- Born: 1 January 1972 (age 54)
- Height: 162 cm (5 ft 4 in)
- Weight: 62 kg (137 lb; 9 st 11 lb)
- Position: Forward
- Shot: Right
- Played for: Harbin Ice Hockey
- National team: China
- Playing career: c. 1995–2005
- Medal record
Asian Winter Games
| Gold medal – first place | 1996 Harbin | Ice hockey |

= Ma Jinping =

Chinese ice hockey player and official (born 1972)

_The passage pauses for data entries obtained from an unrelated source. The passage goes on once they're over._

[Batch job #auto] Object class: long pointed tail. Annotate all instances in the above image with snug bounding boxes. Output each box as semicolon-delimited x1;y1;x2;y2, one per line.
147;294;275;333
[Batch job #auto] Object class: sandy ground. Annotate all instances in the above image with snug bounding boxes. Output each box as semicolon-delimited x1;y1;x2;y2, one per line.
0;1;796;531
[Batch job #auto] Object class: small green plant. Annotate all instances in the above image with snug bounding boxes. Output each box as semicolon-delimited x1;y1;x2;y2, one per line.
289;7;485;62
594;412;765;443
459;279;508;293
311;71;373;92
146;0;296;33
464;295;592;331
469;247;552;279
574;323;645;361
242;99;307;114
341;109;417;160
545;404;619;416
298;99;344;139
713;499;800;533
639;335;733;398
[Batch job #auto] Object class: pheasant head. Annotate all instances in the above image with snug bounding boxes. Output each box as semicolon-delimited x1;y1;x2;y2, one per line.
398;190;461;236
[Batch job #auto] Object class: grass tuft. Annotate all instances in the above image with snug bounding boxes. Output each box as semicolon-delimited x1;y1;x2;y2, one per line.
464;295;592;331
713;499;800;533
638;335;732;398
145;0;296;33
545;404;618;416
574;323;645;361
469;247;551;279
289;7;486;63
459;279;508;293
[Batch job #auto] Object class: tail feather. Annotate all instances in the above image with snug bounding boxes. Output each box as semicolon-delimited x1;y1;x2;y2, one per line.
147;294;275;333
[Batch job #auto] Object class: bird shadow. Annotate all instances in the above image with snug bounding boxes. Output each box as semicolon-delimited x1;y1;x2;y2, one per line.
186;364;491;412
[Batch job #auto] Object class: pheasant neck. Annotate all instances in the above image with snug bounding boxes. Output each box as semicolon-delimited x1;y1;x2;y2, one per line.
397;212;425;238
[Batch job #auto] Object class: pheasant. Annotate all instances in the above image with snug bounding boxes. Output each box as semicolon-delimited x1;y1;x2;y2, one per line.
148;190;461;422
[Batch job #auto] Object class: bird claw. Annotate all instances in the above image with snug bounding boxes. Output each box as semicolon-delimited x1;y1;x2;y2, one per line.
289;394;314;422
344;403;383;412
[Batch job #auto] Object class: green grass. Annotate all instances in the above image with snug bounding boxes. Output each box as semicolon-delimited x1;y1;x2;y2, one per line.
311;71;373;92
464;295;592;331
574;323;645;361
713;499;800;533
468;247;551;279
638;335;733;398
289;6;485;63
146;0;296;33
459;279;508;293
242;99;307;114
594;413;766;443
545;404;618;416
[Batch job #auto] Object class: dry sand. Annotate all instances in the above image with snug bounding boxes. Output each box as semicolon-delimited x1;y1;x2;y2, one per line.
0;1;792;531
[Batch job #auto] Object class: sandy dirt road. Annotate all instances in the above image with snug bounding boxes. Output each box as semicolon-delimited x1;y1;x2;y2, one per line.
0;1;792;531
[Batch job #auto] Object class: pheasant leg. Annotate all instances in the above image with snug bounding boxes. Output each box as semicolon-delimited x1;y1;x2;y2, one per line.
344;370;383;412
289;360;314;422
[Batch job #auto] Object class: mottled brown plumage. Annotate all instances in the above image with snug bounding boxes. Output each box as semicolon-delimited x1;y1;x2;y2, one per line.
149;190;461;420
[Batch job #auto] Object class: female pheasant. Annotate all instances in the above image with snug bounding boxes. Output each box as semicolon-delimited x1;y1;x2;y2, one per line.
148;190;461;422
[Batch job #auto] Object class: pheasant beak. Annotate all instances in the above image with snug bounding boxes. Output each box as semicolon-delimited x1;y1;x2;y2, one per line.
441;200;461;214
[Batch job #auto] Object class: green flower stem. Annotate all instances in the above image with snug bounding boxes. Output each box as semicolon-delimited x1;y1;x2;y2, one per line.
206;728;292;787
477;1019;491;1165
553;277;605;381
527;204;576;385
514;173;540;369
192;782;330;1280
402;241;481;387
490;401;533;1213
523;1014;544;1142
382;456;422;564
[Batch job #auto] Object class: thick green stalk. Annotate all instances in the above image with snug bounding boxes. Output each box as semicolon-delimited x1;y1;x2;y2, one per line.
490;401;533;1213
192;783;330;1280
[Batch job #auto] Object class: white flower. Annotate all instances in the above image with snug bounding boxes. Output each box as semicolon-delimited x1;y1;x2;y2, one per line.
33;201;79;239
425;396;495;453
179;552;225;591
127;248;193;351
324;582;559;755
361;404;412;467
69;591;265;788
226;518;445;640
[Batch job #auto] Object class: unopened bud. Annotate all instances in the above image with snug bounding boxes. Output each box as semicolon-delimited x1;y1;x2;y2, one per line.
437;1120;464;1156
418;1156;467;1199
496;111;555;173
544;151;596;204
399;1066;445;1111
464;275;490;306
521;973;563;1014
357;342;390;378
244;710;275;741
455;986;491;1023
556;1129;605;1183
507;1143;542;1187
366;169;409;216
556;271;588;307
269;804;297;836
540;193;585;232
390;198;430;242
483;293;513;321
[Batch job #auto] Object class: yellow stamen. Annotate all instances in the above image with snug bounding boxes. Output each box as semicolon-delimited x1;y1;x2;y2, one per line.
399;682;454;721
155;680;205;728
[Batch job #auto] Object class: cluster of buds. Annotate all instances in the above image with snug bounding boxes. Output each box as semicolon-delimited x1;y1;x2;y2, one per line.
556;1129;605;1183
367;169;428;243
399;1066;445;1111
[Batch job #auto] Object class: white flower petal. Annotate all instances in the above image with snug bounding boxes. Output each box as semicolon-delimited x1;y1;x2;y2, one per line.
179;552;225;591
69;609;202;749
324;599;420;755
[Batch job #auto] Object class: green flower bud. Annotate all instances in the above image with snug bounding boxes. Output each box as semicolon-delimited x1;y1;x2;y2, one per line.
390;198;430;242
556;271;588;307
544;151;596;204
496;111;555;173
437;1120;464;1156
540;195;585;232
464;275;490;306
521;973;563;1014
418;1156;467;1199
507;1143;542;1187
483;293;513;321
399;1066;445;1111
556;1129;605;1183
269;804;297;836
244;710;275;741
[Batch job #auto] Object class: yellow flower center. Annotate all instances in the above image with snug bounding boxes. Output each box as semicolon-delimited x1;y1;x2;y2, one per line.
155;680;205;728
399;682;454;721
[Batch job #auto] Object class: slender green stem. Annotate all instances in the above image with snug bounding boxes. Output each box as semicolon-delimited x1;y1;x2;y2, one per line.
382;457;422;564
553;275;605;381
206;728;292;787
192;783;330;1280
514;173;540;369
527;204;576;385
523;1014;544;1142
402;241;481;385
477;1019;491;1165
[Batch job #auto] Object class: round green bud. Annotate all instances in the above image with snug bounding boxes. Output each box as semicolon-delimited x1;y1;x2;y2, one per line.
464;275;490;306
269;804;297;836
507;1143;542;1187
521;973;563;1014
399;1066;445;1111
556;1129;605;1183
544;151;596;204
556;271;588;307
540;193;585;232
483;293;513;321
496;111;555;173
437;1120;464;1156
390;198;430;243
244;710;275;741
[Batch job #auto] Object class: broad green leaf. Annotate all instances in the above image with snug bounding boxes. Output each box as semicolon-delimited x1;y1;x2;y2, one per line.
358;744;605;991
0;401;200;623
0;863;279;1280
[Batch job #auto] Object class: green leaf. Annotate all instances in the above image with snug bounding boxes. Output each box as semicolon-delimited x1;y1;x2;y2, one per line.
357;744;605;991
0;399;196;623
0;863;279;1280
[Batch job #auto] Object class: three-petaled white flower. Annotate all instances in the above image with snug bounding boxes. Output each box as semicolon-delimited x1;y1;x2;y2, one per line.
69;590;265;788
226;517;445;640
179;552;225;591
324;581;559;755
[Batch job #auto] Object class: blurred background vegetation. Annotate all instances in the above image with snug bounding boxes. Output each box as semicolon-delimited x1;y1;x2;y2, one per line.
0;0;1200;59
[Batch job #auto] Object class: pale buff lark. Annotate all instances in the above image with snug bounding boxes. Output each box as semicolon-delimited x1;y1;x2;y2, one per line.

Ma Jinping (马金萍; born 1 January 1972) is a Chinese retired ice hockey player and on-ice official. Best known having represented China in the inaugural women's ice hockey tournament at the 1998 Winter Olympics in Nagano, she also played for the Chinese national team at the IIHF Women's World Championships in 1997, 2004, and 2005, and won a gold medal in the women's ice hockey tournament at the 1996 Asian Winter Games in Harbin.

==Officiating career==
Since her retirement from the Chinese national team, Ma has served in the capacity of linesperson at various events sanctioned by the International Ice Hockey Federation (IIHF), including games in the 2012 IIHF U18 Women's World Championship Division I, the Olympic pre-qualification tournament for the 2014 Winter Olympics, and the women's ice hockey tournament at the National Winter Games of China in 2016.